Ensuite, pour le recrutement des chercheurs, tous les laboratoires sont en compétition aux plans national et international pour recruter les meilleurs chercheurs à des postes de permanents. C'est un peu comme dans les équipes de football : on essaie de recruter les meilleurs, la compétition est sévère. Les demandes d'autorisation prennent deux mois au minimum. Moi, je suis à plus de deux mois pour des étrangers, auxquels s'ajoute le système de visa dès qu'il s'agit de non-Européens. Au final, plusieurs mois sont nécessaires pour un recrutement. On observe que les meilleurs, qui candidatent dans d'autres laboratoires au plan international, vont ailleurs, chez nos concurrents en Europe ou aux États-Unis, où cette procédure ne s'applique pas. Les non-Européens doivent faire une demande d'autorisation, suivie d'une demande de visa, et au total vous êtes à quatre ou cinq mois. Évidemment, recruter des post-doctorants ou de bons doctorants est un problème également de durée de la procédure, puisque les meilleurs vont ailleurs. Le constat est le même pour les permanents, les post-doctorants ou les doctorants. La ZRR a une conséquence sur l'image de la recherche en France. Pour les non-Européens, les délais sont très importants. Au bout de quatre à cinq mois, on peut annoncer à quelqu'un que, finalement, il n'est pas accepté, et en plus, sans lui donner la raison. J'ai des cas de figure.

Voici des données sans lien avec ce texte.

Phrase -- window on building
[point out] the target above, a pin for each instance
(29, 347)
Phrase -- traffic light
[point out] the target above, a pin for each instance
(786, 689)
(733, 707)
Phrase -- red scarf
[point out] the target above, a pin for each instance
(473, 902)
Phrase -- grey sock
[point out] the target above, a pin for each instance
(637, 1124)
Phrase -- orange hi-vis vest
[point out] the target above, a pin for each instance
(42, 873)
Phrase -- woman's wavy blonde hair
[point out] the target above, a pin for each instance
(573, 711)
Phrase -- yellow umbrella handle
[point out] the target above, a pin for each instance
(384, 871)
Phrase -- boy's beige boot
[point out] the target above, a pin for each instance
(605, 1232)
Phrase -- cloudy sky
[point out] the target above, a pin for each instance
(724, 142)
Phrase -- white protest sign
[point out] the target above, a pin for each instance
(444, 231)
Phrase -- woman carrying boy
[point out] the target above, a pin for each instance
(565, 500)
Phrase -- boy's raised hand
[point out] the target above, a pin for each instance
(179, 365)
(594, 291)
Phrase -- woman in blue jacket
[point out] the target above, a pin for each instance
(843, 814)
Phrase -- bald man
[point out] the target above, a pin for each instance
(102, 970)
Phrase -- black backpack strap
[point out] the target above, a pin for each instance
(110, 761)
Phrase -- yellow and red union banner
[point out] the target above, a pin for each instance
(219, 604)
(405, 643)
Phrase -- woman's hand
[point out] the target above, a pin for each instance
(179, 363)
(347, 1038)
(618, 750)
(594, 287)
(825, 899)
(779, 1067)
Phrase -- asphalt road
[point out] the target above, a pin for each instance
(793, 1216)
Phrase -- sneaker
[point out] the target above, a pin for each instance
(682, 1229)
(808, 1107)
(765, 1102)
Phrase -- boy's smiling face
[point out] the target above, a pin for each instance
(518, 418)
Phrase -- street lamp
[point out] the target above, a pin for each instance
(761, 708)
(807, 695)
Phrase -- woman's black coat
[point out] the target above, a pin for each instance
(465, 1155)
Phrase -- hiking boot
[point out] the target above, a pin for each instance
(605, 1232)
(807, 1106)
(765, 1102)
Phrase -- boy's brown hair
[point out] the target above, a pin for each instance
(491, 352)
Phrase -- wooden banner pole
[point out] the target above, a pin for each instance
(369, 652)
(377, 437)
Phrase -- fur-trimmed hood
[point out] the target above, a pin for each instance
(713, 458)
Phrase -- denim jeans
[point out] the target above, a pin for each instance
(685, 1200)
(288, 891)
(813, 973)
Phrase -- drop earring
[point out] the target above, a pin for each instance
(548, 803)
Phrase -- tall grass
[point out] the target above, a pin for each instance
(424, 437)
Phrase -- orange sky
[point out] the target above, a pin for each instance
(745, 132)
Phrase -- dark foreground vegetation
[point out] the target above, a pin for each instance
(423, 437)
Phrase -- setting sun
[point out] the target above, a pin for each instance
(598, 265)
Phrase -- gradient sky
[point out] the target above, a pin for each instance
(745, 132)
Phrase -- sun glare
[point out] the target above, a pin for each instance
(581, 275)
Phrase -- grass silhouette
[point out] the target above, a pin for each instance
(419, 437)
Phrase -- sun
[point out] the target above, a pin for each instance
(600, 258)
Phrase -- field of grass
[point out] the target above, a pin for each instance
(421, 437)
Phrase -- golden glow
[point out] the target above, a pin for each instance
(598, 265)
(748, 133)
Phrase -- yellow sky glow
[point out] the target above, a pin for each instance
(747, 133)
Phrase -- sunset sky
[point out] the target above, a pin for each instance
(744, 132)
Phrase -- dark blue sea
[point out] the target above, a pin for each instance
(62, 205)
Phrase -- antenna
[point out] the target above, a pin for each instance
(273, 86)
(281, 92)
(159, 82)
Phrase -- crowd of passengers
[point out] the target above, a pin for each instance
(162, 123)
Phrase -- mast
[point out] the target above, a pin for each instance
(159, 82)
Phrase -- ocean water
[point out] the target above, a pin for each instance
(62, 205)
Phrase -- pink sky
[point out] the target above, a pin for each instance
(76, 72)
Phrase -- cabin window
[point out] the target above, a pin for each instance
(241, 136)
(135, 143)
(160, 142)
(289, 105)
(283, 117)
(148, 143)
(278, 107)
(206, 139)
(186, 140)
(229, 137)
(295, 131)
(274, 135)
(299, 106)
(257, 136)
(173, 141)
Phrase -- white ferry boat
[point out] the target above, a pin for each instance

L'un des plus savoureux concerne un étudiant souhaitant préparer un doctorat au laboratoire. Il obtient une bourse de l'ambassade de France pour venir au laboratoire. On demande au fonctionnaire de défense et de sécurité la demande d'autorisation, celui-ci l'accepte, ensuite je contacte le candidat pour qu'il demande un visa. Au bout de deux mois, le candidat s'est vu refuser le visa, alors que c'était une bourse de l'ambassade de France ! Ce type de dysfonctionnement ne donne pas une bonne image de la France.

C'est aussi une entrave forte au démarrage des contrats. Lorsque vous recrutez un CDD pour un post-doctorant ou une thèse sur un contrat de l'Agence nationale de la recherche (ANR) ou européen, l'autorisation est rarement négative, on l'a vu, c'est moins de 2 % d'avis négatifs. Mais la procédure handicape fortement le management du contrat, c'est-à-dire qu'il faut parfois attendre trois à quatre mois avant de démarrer le contrat, parce que vous ne pouvez pas avoir le candidat immédiatement. C'est une difficulté pour manager un certain nombre de contrats. Des contrats sur un an peuvent être impactés par cela. Nous avons évoqué la convention de coopération. Je ne sais pas si elle est systématique ou pas. Soit le dossier était incomplet, soit il avait des aspects négatifs, et donc une convention de coopération nous a été demandée.